Of Resistance and Activism

Asangba Tzüdir

During the protests against holding ULB elections earlier this year, leaving aside the rationale of the protest, participation from the masses, whether forced or willing, was intense, and precious lives were lost. Conversely, the current situation of corruption, crumbling infrastructure and rolling blackout have hijacked normal life and reduced it to a bare minimum, yet, it seems not to have irked the public. If not for the patience, complacence and silence of the masses, the streets would have erupted in violence and those responsible at the top would be running helter-skelter for life, which would have been the case anywhere. Remarkably, the present situation has not generated any protest.


The silence of the masses in the current situation may be because the crumbling infrastructure and now the severe electricity crisis has got nothing to do ‘traditional cultural rights,’ or the level of life denied is still very much within tolerable limits. With the onset of the festive season, the masses are swallowed by the hornbill festival fever and various other ‘entertainment’ programmes, but this should have been the golden time to protest and show resentment to the government for making peoples life miserable.

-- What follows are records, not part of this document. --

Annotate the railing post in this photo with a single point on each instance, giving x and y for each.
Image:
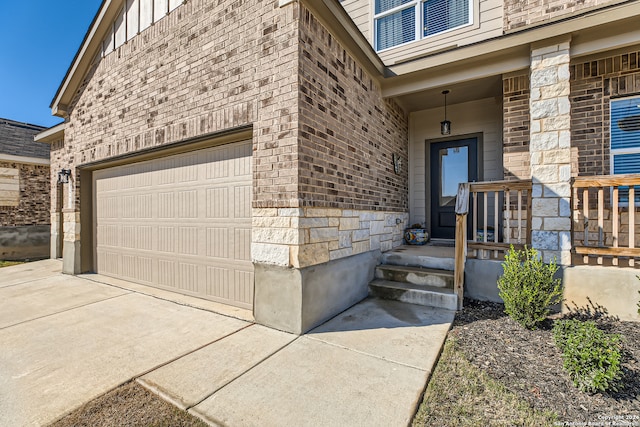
(462, 208)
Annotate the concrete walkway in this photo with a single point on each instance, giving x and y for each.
(65, 340)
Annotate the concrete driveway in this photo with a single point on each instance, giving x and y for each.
(65, 340)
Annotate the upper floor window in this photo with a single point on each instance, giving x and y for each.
(625, 139)
(402, 21)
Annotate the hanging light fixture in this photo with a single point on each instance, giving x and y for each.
(445, 125)
(63, 176)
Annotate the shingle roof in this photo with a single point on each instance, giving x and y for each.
(16, 139)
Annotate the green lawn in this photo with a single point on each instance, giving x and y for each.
(460, 394)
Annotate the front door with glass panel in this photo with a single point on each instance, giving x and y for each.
(452, 162)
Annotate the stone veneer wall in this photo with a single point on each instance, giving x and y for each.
(303, 237)
(33, 204)
(522, 13)
(550, 150)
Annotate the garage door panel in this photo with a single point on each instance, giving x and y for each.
(181, 223)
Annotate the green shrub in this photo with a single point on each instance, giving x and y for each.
(590, 356)
(527, 287)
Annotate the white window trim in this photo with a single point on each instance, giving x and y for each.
(418, 34)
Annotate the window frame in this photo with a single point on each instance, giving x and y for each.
(418, 6)
(620, 151)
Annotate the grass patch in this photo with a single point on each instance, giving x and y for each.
(9, 263)
(460, 394)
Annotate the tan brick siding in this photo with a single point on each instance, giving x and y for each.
(522, 13)
(348, 132)
(206, 67)
(33, 204)
(593, 84)
(516, 132)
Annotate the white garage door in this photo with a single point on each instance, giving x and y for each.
(182, 223)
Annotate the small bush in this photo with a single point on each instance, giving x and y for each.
(527, 287)
(590, 356)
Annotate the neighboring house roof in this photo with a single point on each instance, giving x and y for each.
(16, 139)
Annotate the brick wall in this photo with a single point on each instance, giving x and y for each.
(206, 67)
(522, 13)
(593, 84)
(516, 119)
(33, 203)
(348, 132)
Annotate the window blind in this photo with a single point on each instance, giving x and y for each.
(625, 124)
(397, 28)
(442, 15)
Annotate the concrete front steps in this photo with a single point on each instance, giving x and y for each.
(421, 275)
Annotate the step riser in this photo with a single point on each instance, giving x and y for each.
(410, 296)
(428, 279)
(394, 258)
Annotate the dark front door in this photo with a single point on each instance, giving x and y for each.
(452, 162)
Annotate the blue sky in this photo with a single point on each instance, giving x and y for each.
(39, 40)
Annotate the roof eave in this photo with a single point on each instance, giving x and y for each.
(84, 57)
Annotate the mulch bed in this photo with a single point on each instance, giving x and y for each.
(529, 364)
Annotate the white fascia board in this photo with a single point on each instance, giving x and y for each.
(596, 18)
(24, 160)
(84, 57)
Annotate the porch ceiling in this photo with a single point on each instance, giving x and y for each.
(487, 87)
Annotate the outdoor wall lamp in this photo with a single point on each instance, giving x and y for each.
(445, 125)
(63, 176)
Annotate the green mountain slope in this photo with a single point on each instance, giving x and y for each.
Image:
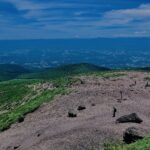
(9, 71)
(66, 70)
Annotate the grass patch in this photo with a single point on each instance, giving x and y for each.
(18, 98)
(147, 78)
(139, 145)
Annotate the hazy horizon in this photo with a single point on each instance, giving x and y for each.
(35, 19)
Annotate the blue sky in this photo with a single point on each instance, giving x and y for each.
(32, 19)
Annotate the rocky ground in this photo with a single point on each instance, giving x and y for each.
(50, 128)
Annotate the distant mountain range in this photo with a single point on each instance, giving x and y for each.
(111, 53)
(9, 71)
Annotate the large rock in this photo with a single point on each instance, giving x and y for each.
(133, 134)
(81, 107)
(133, 118)
(72, 114)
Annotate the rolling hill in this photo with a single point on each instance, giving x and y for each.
(11, 71)
(66, 70)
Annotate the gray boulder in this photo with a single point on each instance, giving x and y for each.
(131, 118)
(133, 134)
(72, 114)
(81, 107)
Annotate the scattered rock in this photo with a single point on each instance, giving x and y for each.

As the year comes to a close, a reflection of the series of events warrants it as a ‘year of discontentment’ testified by the number of protests. But looking at the response of the people and the ‘reasons’ and the nature of protests, it is yet to touch the level of real activism. On the other side of protests, quite a number of RTIs have also been filed in the pursuit of fighting corruption, but because the level of ‘protest’ does not reach the level of activism, it is not bearing the desired results. Else, RTI is a very disturbing tool especially for those who have misused power. As someone aptly put it, “RTI is a tool for the little people to disturb big people.” More RTIs should be filed starting from the petty issues in order to irritate those responsible for creating such a mess and disturb them restlessly through RTI’s that go to the extent of “FILE INSPECTION” to unshackle the skeletons in the closet.


The response to the current situation has been silence rather than activism. And so long as the public remains silent, the government will happily take advantage of the callous attitude of the people. Often helplessness is taken as an excuse and thereby meekly surrenders to the disturbing realities that take away normal life. Moralising does not help push resistance and activism. Rather than moralising our helplessness, we need to assert our rights. The present conditions call for creating narratives that can translate discontentment and protests into a new language of resistance and activism.


In this strain, an urgent need is a unified voice of the people that expresses the language of pain and suffering and of denial of a normal life. This will in turn provide the desired impetus to translate into resistance and activism.


The role of the public as change agents and as resisting forces must come alive to the disturbing realities. The present situation calls the masses to come out of this dead trap of silence and complacency.